Practice Merger -Please contact us by e-mail, telephone or by Fax for more details
of the products and services described in this web site.

Practice Merger

 

Practice Merger

 

Practice Merger from APMA

 

 

 

 

 

 

 

 

 

 

 

 

 

 

 

Practice Merger

Non-professional businesses tend to be valued, for the purposes of purchase, sale or practice merger transactions, on the basis of their underlying profitability.

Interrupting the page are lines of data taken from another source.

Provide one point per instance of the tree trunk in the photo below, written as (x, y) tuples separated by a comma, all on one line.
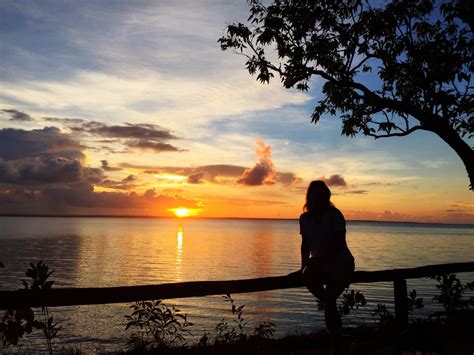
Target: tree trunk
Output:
[(464, 151)]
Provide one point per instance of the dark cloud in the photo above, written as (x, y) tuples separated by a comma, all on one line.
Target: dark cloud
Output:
[(16, 115), (127, 183), (134, 135), (65, 121), (50, 169), (152, 145), (82, 199), (107, 167), (356, 192), (18, 143), (263, 172), (335, 180), (288, 178), (243, 202), (128, 130), (42, 172), (195, 178), (222, 173), (129, 178)]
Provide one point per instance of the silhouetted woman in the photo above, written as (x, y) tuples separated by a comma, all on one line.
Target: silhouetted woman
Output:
[(325, 257)]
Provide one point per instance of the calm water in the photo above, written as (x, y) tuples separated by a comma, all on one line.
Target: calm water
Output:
[(98, 252)]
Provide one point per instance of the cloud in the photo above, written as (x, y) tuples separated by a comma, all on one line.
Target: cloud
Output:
[(263, 172), (157, 147), (18, 143), (107, 167), (335, 180), (48, 169), (216, 173), (127, 183), (195, 178), (356, 192), (138, 135), (16, 115), (81, 199), (128, 130)]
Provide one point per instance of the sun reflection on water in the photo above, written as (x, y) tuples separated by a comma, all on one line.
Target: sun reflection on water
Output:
[(179, 251)]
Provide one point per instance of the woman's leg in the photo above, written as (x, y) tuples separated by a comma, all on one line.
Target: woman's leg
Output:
[(313, 279), (339, 278), (331, 316)]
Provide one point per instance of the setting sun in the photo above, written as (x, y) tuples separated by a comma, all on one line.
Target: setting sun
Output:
[(180, 212)]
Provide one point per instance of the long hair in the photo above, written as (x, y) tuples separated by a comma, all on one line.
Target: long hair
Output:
[(318, 198)]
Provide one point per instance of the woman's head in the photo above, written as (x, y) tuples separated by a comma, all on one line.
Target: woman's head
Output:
[(318, 198)]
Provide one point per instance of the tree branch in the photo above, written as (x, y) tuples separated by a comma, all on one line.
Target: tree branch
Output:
[(401, 134)]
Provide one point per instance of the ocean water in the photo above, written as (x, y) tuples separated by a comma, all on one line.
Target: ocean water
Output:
[(99, 252)]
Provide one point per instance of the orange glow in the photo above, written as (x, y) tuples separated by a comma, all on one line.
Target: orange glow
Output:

The capital value of a business is generally expressed as a multiple of perceived sustainable profits, so that an annual stream of net income is thereby converted into an equivalent capital sum.

On average, private companies are sold for between four to six times sustainable profit before tax when dealing in a practice merger. Higher multiples will apply where the existing business is regarded as very secure and, or there are realistic growth prospects. Lower multiples will apply where current profitability and profit prospects are less secure in a practice merger. Similarly, multiples will tend to increase as interest rates, and alternative yields, decline, and will tend to decrease as interest rates rise.

Goodwill represents the difference between the overall business valuation, arrived at on the foregoing basis, and the aggregate book value of the individual net assets carried in the balance sheet. To obtain a detailed analysis of the differences between the valuation of the practice merger in commercial businesses and accounting firms, you may purchase a copy of our Practice Valuation thesis from the APMA website.